UNITED STATES

SECURITIES AND EXCHANGE COMMISSION

Washington, D.C. 20549

 

FORM 8-K

 

CURRENT REPORT

PURSUANT TO SECTION 13 OR 15(d) OF THE
SECURITIES EXCHANGE ACT OF 1934

 

Date of Report (Date of earliest event reported): March 15, 2011

 

FIRSTCITY FINANCIAL
CORPORATION

(Exact name of registrant as specified in its charter)

 

Delaware

 

033-19694

 

76-0243729

(State of
incorporation)

 

(Commission File
No.)

 

(IRS Employer
Identification No.)

 

6400 Imperial Drive, Waco, Texas

 

76712

(Address of principal executive offices)

 

(Zip Code)

 

Registrant’s telephone number, including area code: (254) 761-2800

 

Not applicable

(Former name or former address, if changed since last report)

 


 

Check the appropriate box below if the Form 8-K filing is intended to simultaneously satisfy the filing obligations of the registrant under any of the following provisions:

 

o            Written communications pursuant to Rule 425 under the Securities Act (17 CFR 230.425)

 

o            Soliciting material pursuant to Rule 14a-12 under the Exchange Act (17 CFR 240.14a-12)

 

o            Pre-commencement communications pursuant to Rule 14d-2(b) under the Exchange Act (17 CFR 240.14d-2(b))

 

o            Pre-commencement communications pursuant to Rule 13e-4(c) under the Exchange Act (17 CFR 240.13e-4(c))

 

 

 



 

Section 5—Corporate Governance and Management

 

Item 5.02  Departure of Directors or Certain Officers; Election of Directors; Appointment of Certain Officers; Compensatory Arrangements of Certain Officers.

 

On March 15, 2011, the Board of Directors of FirstCity Financial Corporation (“FirstCity”) approved the recommendation of the Compensation Committee for a 2011 bonus plan for certain executive officers of FirstCity.

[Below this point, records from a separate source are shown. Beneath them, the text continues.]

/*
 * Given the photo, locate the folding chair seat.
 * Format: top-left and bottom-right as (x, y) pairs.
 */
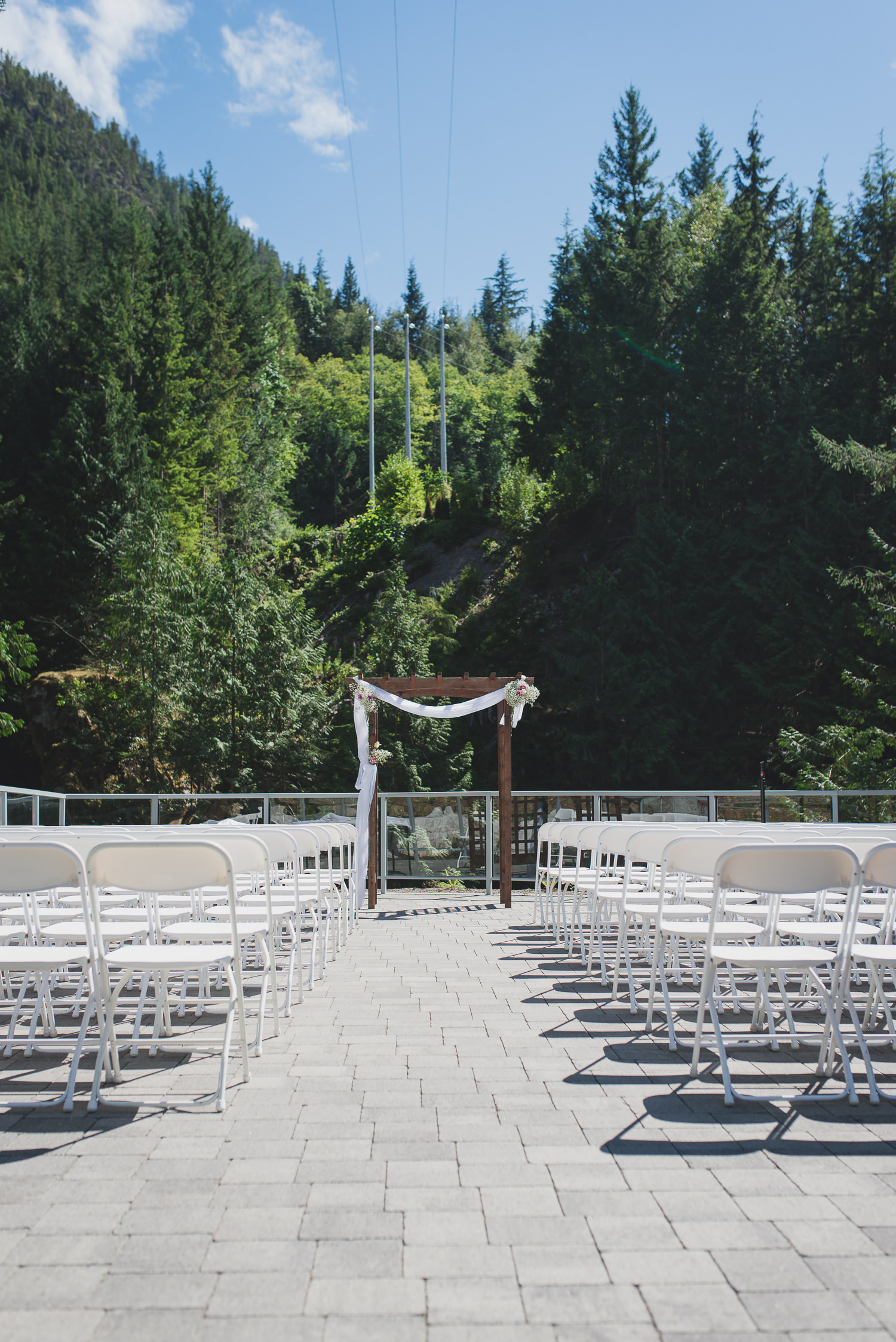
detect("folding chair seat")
(691, 843), (869, 1104)
(843, 840), (896, 1101)
(0, 842), (97, 1110)
(86, 840), (250, 1113)
(157, 825), (280, 1058)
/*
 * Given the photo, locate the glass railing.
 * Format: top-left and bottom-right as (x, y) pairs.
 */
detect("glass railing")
(0, 788), (896, 892)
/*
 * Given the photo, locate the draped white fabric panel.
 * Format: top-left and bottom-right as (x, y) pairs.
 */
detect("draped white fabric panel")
(353, 680), (524, 898)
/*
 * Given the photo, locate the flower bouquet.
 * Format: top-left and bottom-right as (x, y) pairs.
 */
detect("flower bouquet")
(504, 675), (541, 708)
(351, 684), (377, 717)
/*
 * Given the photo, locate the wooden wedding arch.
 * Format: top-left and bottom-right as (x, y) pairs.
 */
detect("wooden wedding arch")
(358, 671), (534, 908)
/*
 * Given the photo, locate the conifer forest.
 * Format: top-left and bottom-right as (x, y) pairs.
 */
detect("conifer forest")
(0, 58), (896, 792)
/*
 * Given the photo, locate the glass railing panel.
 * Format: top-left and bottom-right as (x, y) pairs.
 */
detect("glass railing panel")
(158, 793), (264, 825)
(269, 792), (358, 825)
(65, 796), (152, 827)
(837, 792), (896, 825)
(381, 793), (486, 889)
(7, 793), (33, 825)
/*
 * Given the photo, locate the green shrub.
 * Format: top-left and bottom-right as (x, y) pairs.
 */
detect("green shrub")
(377, 452), (426, 522)
(498, 462), (551, 539)
(339, 506), (404, 569)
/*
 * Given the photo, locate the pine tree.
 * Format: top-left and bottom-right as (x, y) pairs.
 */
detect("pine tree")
(591, 86), (662, 243)
(311, 251), (333, 305)
(401, 262), (426, 358)
(334, 256), (361, 313)
(674, 122), (727, 202)
(732, 113), (783, 245)
(479, 252), (529, 355)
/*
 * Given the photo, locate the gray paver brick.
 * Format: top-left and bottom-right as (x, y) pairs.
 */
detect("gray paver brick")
(0, 895), (896, 1342)
(523, 1286), (650, 1326)
(426, 1276), (524, 1325)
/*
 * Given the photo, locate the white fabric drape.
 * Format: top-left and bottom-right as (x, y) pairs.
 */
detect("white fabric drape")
(353, 679), (524, 899)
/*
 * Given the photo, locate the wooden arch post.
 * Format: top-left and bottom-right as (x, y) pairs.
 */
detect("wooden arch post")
(358, 672), (534, 908)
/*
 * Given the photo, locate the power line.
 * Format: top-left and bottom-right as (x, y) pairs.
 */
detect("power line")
(392, 0), (408, 282)
(333, 0), (370, 302)
(441, 0), (458, 311)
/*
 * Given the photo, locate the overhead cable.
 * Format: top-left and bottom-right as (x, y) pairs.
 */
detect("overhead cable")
(392, 0), (408, 282)
(333, 0), (370, 302)
(441, 0), (458, 311)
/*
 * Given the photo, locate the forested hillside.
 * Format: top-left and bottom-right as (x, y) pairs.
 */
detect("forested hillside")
(0, 59), (896, 790)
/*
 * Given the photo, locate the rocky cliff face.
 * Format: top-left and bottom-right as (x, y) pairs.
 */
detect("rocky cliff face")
(24, 671), (109, 792)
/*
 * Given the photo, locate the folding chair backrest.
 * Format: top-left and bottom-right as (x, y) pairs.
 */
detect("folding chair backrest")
(86, 839), (234, 894)
(662, 833), (775, 878)
(0, 840), (84, 895)
(716, 843), (858, 895)
(848, 843), (896, 890)
(208, 830), (271, 876)
(252, 825), (295, 862)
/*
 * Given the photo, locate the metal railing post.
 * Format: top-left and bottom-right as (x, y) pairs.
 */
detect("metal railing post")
(379, 792), (389, 895)
(486, 792), (495, 899)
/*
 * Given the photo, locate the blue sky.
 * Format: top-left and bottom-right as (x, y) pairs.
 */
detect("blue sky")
(0, 0), (896, 310)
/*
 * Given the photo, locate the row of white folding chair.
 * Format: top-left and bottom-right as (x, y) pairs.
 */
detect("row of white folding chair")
(17, 825), (279, 1056)
(648, 836), (896, 1104)
(0, 840), (250, 1110)
(567, 822), (896, 993)
(231, 821), (355, 972)
(630, 830), (896, 1103)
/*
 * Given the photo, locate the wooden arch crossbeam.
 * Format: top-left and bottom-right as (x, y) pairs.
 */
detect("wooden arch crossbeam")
(358, 671), (534, 908)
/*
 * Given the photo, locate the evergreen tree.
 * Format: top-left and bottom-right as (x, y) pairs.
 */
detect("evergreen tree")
(674, 122), (727, 204)
(591, 85), (662, 244)
(311, 251), (333, 305)
(401, 262), (426, 358)
(479, 252), (529, 357)
(732, 113), (783, 245)
(334, 256), (361, 313)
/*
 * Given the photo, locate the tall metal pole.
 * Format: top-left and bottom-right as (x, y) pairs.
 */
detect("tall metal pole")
(369, 313), (377, 503)
(405, 313), (410, 460)
(438, 311), (448, 475)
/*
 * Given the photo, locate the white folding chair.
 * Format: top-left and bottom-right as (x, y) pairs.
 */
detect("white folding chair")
(0, 840), (97, 1110)
(86, 840), (250, 1113)
(691, 843), (858, 1104)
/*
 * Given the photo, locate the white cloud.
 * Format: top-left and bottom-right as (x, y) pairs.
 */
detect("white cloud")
(2, 0), (189, 122)
(134, 79), (166, 112)
(222, 11), (364, 168)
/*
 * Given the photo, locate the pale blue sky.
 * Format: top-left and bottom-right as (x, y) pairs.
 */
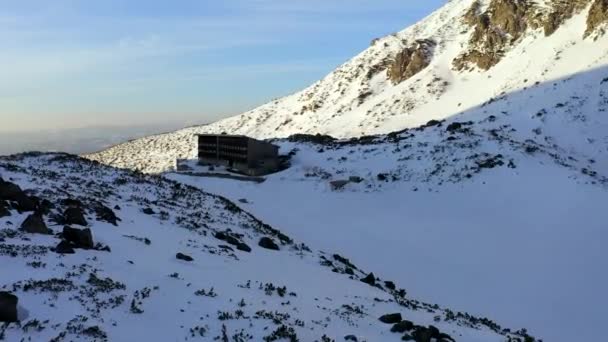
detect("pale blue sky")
(0, 0), (445, 132)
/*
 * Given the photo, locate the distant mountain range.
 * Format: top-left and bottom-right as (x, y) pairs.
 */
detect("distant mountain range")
(0, 124), (185, 155)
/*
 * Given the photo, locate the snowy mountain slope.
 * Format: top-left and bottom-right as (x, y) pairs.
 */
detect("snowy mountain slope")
(87, 0), (608, 172)
(167, 134), (608, 342)
(0, 154), (533, 341)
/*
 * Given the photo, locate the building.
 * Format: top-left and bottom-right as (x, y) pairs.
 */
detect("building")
(198, 134), (279, 176)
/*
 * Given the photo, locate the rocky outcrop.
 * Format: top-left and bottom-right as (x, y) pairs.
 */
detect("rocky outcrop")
(543, 0), (591, 36)
(584, 0), (608, 38)
(0, 291), (19, 323)
(387, 39), (435, 84)
(63, 207), (88, 226)
(258, 236), (279, 251)
(453, 0), (539, 70)
(21, 212), (51, 234)
(62, 227), (95, 249)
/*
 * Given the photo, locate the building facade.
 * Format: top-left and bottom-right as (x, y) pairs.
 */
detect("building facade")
(198, 134), (279, 176)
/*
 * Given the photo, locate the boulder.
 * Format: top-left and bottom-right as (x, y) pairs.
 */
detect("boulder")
(379, 313), (403, 324)
(53, 240), (76, 254)
(0, 291), (19, 323)
(391, 320), (414, 333)
(62, 226), (95, 249)
(142, 208), (156, 215)
(236, 242), (251, 253)
(361, 273), (376, 286)
(0, 200), (11, 218)
(94, 204), (120, 226)
(258, 236), (280, 251)
(175, 253), (194, 261)
(21, 212), (51, 234)
(63, 207), (88, 226)
(329, 180), (350, 191)
(0, 179), (23, 201)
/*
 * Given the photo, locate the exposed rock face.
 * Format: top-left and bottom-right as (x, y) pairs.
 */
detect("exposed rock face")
(175, 253), (194, 262)
(258, 236), (279, 251)
(21, 212), (51, 234)
(0, 200), (11, 218)
(387, 39), (435, 84)
(543, 0), (591, 36)
(0, 292), (19, 323)
(54, 240), (76, 254)
(585, 0), (608, 38)
(453, 0), (538, 70)
(62, 227), (95, 249)
(63, 207), (88, 226)
(379, 313), (403, 324)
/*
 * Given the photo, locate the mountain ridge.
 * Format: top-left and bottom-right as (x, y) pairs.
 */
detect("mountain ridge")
(86, 0), (608, 172)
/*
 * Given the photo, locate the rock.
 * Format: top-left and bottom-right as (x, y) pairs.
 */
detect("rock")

The bonus plan provides that a bonus pool for the executive officers will be cumulatively funded to the extent that the net earnings to FirstCity common shareholders for calendar year 2011, prior to accrual for compensation under the bonus plan, exceed a minimum threshold of $1.00 per share outstanding (based on 10 million shares outstanding) as follows:

 

·                  Tranche 1: Net earnings from $1.00 to $1.30 per common share outstanding – Fifty percent of the difference over $1.00 per share outstanding (up to $1.30 per share) will be funded to the bonus pool.

 

·                  Tranche 2: Net earnings from $1.30 to $2.10 per common share outstanding – Twenty-five percent of the difference over $1.30 per share outstanding (up to $2.10 per share) will be funded to the bonus pool.

 

·                  Tranche 3: Net earnings in excess of $2.10 per common share outstanding – Ten percent of the difference over $2.10 per share outstanding will be funded to the bonus pool.

 

The Compensation Committee of FirstCity will, in its discretion, make recommendations as to any bonuses to be awarded from the bonus pool if the net earnings to FirstCity common shareholders for calendar year 2011, prior to accrual of compensation under the bonus plan, exceed $1.00 per fully diluted share outstanding. The form of compensation to the executive officers under the bonus plan, if funded, will be comprised of cash and FirstCity restricted stock (with a three-year vesting period) as follows: Tranche 1, 80% cash and 20% restricted stock; Tranche 2, 60% cash and 40% restricted stock; and Tranche 3, 40% cash and 60% restricted stock. The terms of the restricted stock awards and number of shares to be awarded pursuant to the bonus plan will be determined by the Compensation Committee of FirstCity pursuant to the terms of the existing Stock Option and Award Plans of FirstCity.

 

The executive officers, including named executive officers of FirstCity, participating in the bonus plan are eligible to receive up to 65% of the funded amount of the bonus plan as follows: James T. Sartain (15%), Jim W. Moore (10%), Terry R. DeWitt (10%), James C. Holmes (10%), J. Bryan Baker (10%), and Mark B. Horrell (10%). The initial allocations of the bonus plan are subject to the executive officer remaining employed by FirstCity through the end of fiscal year 2011 and the satisfactory performance by the executive officer of his duties for FirstCity. The remaining 35% of the funded bonus plan and any portion of the initial allocation which is not awarded according to the initial allocation as a result of a forfeiture or reduction by the Compensation Committee may be distributed at the discretion of the Compensation Committee to these certain executive officers and/or other executive officers.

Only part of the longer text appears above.